The ilium is short and tapers towards the rear. The top edge of the pubis is large and rounded while the back edge is arched, creating a large thyroid fenestra between the pubis and ischium. The ischium is larger than the pubis and has a bony spur which could have connected to tail muscles.

The femur is S-shaped but the finer details of its structure (as well as the structure of the tibia and fibula) are poorly developed. The astragalus and calcaneum (ankle bones) are unfused. Metatarsal I (the first foot bone) is short and wide while metatarsals II-IV are much longer. Metatarsal V is even shorter and wider, with a hooked outer edge. The phalangeal formula of the foot is 2-3-4-5-4, and each toe is long and ends in a curved claw, similar to those of the hand.

== Classification ==
Vadasaurus herzogi is believed to be a close relative of the pleurosaurids according to a phylogenetic analysis published in its description. The clade comprising this genus and Pleurosauridae is itself allied with Kallimodon and Sapheosaurus. Although the structure of Rhynchocephalia as a whole is changeable depending on the methodology used in the analysis, the Vadasaurus + Pleurosauridae clade seems to be one of the most well-supported parts of the whole order. The discovery of Vadasaurus helps to depict the evolution of the pleurosaurids. Although not technically a true pleurosaurid, Vadasaurus still possesses several features characteristic of the family, such as a long tail and nares, a wide metacarpal and metatarsal I, and limbs which are less well-ossified than those of other rhynchocephalians.

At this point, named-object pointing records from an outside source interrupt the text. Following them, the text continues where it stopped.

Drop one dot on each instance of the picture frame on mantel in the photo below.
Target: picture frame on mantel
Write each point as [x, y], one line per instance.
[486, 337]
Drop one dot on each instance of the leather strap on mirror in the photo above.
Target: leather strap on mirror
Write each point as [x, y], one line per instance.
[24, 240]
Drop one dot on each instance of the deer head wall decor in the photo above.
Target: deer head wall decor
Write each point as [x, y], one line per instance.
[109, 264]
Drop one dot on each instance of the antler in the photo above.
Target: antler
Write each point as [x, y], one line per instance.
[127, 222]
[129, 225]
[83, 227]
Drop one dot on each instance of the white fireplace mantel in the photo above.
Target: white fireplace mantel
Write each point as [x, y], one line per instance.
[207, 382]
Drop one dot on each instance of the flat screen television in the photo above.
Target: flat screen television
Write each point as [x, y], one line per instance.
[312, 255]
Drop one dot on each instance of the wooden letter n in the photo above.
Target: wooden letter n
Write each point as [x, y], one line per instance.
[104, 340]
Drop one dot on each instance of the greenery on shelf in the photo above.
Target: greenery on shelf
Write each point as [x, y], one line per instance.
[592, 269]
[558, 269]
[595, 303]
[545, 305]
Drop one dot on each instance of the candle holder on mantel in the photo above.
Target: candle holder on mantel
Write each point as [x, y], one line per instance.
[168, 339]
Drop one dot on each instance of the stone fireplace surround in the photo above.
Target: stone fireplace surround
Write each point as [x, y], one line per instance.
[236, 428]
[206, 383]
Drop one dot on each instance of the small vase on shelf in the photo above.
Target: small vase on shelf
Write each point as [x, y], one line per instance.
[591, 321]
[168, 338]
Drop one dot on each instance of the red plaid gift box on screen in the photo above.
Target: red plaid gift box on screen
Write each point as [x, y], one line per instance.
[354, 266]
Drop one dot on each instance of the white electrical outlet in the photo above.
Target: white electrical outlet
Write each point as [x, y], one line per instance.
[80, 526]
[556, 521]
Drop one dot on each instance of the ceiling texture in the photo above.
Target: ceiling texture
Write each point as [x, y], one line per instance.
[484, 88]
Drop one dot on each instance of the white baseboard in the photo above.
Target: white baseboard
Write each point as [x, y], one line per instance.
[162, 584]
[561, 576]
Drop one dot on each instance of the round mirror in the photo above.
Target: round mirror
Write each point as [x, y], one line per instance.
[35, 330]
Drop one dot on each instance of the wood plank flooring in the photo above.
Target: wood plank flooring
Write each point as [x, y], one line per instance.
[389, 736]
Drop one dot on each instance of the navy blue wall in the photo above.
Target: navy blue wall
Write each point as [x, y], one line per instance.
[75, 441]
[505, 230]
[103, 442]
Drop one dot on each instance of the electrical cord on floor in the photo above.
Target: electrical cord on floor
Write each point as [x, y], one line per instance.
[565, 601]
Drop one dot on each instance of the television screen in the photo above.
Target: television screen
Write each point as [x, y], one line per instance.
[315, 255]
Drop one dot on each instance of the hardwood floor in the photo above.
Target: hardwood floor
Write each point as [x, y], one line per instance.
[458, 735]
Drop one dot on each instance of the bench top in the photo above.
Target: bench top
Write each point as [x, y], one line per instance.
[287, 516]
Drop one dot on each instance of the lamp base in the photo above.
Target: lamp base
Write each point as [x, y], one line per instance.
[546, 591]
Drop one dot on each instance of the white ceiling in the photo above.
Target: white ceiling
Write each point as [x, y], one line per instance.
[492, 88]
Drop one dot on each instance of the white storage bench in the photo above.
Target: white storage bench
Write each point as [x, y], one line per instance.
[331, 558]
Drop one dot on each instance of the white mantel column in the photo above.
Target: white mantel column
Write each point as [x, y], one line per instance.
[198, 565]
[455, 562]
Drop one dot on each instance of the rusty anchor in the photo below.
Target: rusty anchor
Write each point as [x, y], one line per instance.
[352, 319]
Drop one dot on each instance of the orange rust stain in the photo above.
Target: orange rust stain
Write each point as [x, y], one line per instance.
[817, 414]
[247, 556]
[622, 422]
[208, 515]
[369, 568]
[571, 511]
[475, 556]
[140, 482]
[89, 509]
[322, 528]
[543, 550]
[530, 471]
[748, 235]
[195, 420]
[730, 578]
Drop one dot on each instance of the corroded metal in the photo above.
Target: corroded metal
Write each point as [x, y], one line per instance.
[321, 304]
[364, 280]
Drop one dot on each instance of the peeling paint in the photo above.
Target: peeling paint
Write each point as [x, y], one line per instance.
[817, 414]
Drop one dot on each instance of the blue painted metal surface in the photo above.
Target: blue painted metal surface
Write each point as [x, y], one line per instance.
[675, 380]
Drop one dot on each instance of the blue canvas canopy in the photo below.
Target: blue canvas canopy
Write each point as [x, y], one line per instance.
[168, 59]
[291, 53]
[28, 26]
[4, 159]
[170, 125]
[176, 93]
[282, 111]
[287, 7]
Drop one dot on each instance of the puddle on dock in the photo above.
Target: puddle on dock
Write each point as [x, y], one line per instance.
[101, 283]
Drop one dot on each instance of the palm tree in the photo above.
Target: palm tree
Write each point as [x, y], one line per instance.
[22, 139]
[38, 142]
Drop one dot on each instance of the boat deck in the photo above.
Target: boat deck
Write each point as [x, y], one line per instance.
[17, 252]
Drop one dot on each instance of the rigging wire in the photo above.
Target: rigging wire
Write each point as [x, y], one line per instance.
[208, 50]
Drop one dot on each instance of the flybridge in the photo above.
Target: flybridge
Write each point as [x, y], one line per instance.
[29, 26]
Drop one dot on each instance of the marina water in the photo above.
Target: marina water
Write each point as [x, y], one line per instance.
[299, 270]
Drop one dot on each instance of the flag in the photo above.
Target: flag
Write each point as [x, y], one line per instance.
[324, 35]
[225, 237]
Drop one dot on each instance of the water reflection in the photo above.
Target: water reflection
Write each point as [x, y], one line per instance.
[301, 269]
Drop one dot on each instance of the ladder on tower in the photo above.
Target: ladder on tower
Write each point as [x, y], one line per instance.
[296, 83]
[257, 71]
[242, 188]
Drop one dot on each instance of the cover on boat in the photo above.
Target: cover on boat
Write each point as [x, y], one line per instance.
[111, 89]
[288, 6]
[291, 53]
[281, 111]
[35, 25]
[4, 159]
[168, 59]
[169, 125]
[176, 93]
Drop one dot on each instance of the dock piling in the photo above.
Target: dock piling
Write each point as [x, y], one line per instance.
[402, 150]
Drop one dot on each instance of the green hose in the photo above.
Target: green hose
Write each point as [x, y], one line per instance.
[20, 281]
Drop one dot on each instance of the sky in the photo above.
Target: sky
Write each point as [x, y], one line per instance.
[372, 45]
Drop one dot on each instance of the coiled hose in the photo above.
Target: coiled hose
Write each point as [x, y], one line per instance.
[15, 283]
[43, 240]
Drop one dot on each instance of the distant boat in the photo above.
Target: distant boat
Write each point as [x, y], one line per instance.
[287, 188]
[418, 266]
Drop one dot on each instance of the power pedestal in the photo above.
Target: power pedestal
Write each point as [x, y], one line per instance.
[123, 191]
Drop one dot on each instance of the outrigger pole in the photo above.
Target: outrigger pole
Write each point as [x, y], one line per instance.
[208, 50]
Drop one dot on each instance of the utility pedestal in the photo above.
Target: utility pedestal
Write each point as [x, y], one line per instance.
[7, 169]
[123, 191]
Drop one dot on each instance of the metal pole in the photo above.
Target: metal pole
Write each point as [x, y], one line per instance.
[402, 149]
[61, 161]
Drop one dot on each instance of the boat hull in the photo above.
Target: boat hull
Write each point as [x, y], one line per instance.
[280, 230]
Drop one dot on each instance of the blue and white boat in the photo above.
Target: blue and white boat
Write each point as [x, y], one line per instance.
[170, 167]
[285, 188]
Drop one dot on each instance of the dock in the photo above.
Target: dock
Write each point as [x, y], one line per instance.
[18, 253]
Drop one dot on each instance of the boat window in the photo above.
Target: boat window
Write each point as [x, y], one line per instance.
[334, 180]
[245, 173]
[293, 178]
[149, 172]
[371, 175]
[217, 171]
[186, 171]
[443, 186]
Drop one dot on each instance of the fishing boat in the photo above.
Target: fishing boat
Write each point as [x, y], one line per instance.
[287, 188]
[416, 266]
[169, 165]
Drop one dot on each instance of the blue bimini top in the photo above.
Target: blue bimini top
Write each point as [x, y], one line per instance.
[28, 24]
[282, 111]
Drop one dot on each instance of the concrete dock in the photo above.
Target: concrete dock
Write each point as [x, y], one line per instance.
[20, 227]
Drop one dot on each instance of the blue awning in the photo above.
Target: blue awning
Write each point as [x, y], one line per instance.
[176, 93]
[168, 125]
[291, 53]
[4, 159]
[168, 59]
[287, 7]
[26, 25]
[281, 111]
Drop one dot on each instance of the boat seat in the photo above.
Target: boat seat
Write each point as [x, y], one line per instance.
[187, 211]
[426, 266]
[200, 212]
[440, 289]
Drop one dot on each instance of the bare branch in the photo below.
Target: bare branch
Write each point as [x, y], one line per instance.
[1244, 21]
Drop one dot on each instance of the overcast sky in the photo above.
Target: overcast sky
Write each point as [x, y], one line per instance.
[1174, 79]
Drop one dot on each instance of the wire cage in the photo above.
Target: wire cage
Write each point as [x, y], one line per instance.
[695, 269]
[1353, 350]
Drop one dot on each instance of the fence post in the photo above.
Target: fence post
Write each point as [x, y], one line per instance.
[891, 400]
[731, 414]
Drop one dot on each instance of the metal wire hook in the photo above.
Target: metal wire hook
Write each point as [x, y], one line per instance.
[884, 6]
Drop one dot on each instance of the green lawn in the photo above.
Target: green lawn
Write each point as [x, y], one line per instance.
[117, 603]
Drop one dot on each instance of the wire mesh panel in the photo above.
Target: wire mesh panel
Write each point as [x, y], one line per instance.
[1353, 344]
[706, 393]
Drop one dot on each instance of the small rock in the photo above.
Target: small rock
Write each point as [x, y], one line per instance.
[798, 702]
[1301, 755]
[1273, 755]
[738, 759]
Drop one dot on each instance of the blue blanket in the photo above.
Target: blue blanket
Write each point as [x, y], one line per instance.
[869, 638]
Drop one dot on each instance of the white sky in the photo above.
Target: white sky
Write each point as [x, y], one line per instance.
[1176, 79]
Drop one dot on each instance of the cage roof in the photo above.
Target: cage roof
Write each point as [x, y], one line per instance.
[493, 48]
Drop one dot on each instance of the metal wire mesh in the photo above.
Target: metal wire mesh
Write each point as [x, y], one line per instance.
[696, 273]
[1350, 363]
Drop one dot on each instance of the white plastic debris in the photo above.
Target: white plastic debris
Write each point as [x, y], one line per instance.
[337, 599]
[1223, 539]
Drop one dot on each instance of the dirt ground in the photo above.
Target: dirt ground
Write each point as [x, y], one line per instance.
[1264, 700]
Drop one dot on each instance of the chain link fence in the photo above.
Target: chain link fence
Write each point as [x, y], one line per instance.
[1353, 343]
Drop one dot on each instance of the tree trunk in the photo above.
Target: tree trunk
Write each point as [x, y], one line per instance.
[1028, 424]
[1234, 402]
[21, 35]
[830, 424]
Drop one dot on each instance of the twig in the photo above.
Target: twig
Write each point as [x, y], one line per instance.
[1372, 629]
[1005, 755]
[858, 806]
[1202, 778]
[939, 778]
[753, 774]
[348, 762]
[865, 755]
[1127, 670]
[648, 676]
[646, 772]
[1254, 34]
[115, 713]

The following is a cladogram of Rhynchocephalia after DeMar et al. 2022.

== Paleobiology ==
Vadasaurus is believed to have been at least partially aquatic, perhaps similar in lifestyle to the Galapagos marine iguana, Amblyrhynchus cristatus. It possessed thicker and heavier ribs and gastralia which may have functioned as ballast. Although a large amount of skeletal evidence provides evidence for the idea that the holotype specimen of Vadasaurus died in adulthood, the epiphyses of its forelimb bones were not completely fused. This is further evidence for a semiaquatic lifestyle, as animals which spend a large portion of their time in the water do not experience the forces of terrestrial locomotion to the same extent as fully terrestrial animals. Although the limb bones of terrestrial animals strengthen during development, semiaquatic animals have less need for such strengthening, and as a lineage becomes more inclined to an aquatic lifestyle, the limbs become less inclined to fully ossify as they develop. Vadasaurus's not-fully-fused forelimbs are an intermediate form between the strong limbs of terrestrial rhynchocephalians and the weaker limbs of pleurosaurids.